Download: The Boy Wonders – Aztec Camera (mp3)

Sorry, Smithers-Jones


I got laid off from my job last week which was a bit of a shock as I really didn’t see it coming. They used words like “restructuring” and “reorganization” which I guess is the corporate version of “It’s not you, it’s me”.

So I am now unemployed. On the plus side I should have more time for blogging.

Download: Smithers-Jones (Single Version) – The Jam (mp3)

Upwardly Mobile


Someone asks the question “How are British people taught to expect failure and disappointment?” and gets a lot of responses, including this rather pithy formulation:

“Many American kids are told that they might grow up to be the President. No English kid is told that he might grow up to be King”

This isn’t true of course, there are, oh, three English people who were told as kids that they might be King one day and their names are Charles, William, and Harry Windsor. But I assume it was meant to be a comment on the inherently undemocratic nature of the British Constitution (if we had one anyway) because they won’t get the job by working hard at school and going to a good University, it will be because hundreds of years ago one of their ancestors married or killed someone — or both. You don’t vote for Kings as Monty Python said in The Holy Grail, which is terrible and probably has no place in a modern democracy and all that. They do have nice costumes though.

But it got me wondering, why aren’t English kids told they could grow up to be Prime Minister one day? In my experience it’s not an ambition instilled in our kids the same way that “you could be President” is an almost cliched dream for Americans. I know our countries have different histories but it’s not as if being Prime Minister is an out-of-reach, pigs-might-fly ambition these days. We might have an Eton-educated toff in No. 10 at the moment but the other recent occupants — Blair, Major, and Thatcher (boo! hiss!) — were all from fairly middle-class backgrounds so it’s perfectly reasonable to think it possible that even a kid from a council estate could become PM if they were clever, driven, and power-mad enough.

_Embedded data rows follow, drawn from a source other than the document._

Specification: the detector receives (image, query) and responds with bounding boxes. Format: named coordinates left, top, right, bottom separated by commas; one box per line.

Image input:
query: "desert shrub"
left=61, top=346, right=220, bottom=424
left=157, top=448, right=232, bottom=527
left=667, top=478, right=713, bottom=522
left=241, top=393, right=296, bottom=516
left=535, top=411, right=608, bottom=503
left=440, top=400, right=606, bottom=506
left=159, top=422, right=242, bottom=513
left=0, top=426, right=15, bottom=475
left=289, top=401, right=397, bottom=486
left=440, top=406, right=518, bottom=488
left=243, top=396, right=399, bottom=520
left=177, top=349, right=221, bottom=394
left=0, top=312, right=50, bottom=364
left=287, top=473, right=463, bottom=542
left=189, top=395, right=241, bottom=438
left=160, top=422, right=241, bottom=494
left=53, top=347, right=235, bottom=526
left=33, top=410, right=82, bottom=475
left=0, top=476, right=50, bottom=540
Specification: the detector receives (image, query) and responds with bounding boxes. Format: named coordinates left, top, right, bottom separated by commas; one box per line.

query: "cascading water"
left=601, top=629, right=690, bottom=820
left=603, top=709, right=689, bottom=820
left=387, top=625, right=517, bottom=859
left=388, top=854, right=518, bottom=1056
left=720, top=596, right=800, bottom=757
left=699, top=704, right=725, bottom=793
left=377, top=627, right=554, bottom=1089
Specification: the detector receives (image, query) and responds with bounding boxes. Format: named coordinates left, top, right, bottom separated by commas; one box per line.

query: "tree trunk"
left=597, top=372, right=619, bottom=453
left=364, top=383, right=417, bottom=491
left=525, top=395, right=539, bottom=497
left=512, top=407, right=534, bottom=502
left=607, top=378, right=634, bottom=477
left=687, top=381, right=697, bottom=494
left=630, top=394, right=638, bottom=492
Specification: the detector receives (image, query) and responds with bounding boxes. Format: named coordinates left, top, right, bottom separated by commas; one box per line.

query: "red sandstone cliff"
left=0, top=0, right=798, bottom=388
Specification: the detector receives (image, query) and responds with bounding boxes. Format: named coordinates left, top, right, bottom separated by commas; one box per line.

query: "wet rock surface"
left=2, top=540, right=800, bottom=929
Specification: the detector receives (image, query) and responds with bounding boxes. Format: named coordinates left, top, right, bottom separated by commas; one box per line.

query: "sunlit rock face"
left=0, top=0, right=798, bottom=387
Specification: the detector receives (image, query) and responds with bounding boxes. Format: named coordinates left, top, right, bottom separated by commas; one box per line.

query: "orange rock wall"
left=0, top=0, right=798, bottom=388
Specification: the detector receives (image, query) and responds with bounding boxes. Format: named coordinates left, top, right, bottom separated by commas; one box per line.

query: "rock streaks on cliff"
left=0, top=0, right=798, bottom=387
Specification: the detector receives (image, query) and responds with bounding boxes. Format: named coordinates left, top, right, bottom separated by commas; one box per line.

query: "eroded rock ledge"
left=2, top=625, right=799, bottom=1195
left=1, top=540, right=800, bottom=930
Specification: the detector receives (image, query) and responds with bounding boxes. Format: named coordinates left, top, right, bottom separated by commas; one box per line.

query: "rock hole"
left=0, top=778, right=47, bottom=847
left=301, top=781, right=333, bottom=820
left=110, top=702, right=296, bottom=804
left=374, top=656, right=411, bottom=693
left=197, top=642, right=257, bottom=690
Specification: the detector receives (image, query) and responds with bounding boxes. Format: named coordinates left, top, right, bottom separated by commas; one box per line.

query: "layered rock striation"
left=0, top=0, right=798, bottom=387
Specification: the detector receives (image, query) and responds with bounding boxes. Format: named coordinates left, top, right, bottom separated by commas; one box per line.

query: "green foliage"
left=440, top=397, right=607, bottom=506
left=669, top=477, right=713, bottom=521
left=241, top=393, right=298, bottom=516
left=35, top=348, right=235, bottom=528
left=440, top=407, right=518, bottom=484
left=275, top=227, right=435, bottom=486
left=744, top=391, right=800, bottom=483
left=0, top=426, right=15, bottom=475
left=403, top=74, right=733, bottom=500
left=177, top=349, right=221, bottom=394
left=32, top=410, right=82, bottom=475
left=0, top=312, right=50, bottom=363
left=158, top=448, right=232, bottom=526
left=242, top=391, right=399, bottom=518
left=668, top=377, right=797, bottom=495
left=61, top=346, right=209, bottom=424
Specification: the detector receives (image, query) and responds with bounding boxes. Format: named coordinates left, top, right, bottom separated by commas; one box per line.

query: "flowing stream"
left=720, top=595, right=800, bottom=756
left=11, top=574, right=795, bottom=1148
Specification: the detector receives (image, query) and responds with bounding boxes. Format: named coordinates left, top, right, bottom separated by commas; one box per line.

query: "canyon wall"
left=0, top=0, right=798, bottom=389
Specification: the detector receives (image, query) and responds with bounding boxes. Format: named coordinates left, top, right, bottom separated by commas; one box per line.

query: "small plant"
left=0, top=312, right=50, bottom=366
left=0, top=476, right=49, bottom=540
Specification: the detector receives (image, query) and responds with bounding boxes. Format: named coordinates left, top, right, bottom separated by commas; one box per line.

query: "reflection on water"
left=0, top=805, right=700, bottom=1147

So why not? I know us Brits are a glass-half-empty kind of people who think excessive ambition is a bit vulgar but I can’t imagine that in today’s more aspirational, fame-obsessed England old attitudes like “don’t get ideas above your station” and “know your place” have much currency — I would hope they’d been chucked in the rubbish bin along with the tugged forelock.

I could be wrong and English schools are now full of wannabe Blairs and Camerons which, on the one hand is a good thing (ambition!) but on the other hand, what sort of kid would want to be like those bastards? Maybe that’s the problem.